MLA for Pelly
- In office 1944–1948
- Preceded by: Reginald Parker
- Succeeded by: John Banks

Personal details
- Born: Daniel Zederayko Daniels November 8, 1908 Gorlitz, Saskatchewan
- Died: November 11, 1991 (aged 83) Canora, Saskatchewan
- Party: Co-operative Commonwealth Federation
- Spouse: Kathleen Franko
- Occupation: educator

= Dan Daniels (politician) =

Canadian politician

Daniel Zederayko Daniels (November 8, 1908 - November 11, 1991) was an educator, merchant, farmer and political figure in Saskatchewan. He represented Pelly from 1944 to 1948 in the Legislative Assembly of Saskatchewan as a Co-operative Commonwealth Federation (CCF) member.

==Life==
He was born near Gorlitz, Saskatchewan, the son of Daniel Daniels and Axana Hanthar, both Ukrainian immigrants to Canada. Daniels was educated in Yorkton and Regina. In 1937, he married Kathleen Franko. Daniels also taught school in Saskatchewan for 8 years. He lived in Canora.
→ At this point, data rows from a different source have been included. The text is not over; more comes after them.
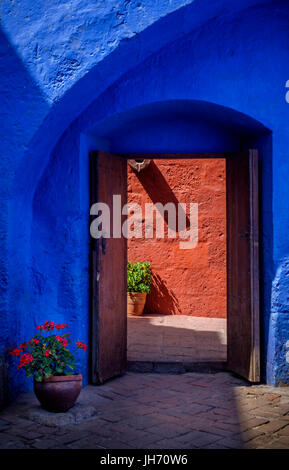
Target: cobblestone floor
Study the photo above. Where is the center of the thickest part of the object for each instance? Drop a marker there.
(176, 338)
(151, 411)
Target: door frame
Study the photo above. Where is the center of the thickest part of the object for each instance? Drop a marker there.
(256, 248)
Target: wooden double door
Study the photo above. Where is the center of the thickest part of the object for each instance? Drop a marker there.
(108, 177)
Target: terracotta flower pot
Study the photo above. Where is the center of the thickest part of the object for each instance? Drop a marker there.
(136, 302)
(58, 393)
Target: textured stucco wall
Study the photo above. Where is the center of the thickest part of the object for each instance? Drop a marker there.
(188, 282)
(133, 76)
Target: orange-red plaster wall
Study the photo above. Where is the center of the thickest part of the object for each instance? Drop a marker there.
(190, 282)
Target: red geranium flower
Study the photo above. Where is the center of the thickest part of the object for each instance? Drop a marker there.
(15, 352)
(33, 341)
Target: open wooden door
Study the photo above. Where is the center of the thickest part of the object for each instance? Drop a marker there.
(243, 265)
(108, 272)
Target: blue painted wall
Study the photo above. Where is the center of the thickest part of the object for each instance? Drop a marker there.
(133, 76)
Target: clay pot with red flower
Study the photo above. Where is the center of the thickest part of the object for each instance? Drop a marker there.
(48, 359)
(139, 279)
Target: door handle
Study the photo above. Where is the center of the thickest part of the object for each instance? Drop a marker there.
(103, 245)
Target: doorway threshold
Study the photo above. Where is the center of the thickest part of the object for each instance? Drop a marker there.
(160, 367)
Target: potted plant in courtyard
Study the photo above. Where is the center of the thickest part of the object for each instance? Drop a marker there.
(47, 358)
(139, 279)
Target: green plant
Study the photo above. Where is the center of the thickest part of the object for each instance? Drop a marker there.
(46, 355)
(139, 277)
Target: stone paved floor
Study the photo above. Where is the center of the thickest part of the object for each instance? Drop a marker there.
(154, 411)
(176, 338)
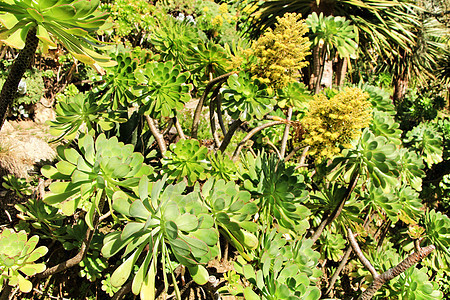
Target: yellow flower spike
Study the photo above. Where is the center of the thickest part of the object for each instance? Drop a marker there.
(334, 123)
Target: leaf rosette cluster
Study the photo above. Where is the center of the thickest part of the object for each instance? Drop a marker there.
(17, 257)
(161, 221)
(162, 89)
(67, 22)
(97, 170)
(246, 99)
(187, 158)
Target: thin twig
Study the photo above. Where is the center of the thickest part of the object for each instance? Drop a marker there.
(125, 289)
(198, 109)
(285, 134)
(328, 219)
(339, 270)
(83, 249)
(219, 114)
(304, 153)
(249, 136)
(361, 256)
(179, 129)
(157, 135)
(291, 155)
(274, 148)
(227, 138)
(345, 259)
(395, 271)
(212, 122)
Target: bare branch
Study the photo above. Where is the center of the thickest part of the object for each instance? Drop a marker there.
(286, 134)
(227, 139)
(198, 109)
(328, 219)
(361, 256)
(158, 136)
(249, 136)
(395, 271)
(179, 129)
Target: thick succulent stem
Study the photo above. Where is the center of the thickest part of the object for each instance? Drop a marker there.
(198, 109)
(157, 135)
(408, 262)
(249, 136)
(328, 219)
(322, 68)
(83, 249)
(179, 129)
(227, 138)
(6, 292)
(286, 133)
(18, 68)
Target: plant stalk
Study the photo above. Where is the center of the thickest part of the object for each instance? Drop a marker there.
(227, 138)
(158, 136)
(285, 134)
(328, 219)
(18, 68)
(395, 271)
(249, 136)
(322, 68)
(198, 109)
(83, 250)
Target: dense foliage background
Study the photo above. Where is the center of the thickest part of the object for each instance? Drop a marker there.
(230, 149)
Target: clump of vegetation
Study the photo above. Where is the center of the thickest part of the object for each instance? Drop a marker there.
(281, 52)
(332, 123)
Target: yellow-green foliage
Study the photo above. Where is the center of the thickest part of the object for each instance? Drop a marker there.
(335, 122)
(281, 52)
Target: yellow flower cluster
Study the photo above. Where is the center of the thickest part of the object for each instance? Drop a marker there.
(217, 21)
(335, 122)
(281, 52)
Daniels was defeated by John Gray Banks when he ran for reelection to the provincial assembly in 1948. He served as mayor of Canora from 1952 to 1958. Daniels later served as president of the Canora Union Hospital and as vice-president of the Saskatchewan seniors' association. He died at the Canora Union Hospital at the age of 83.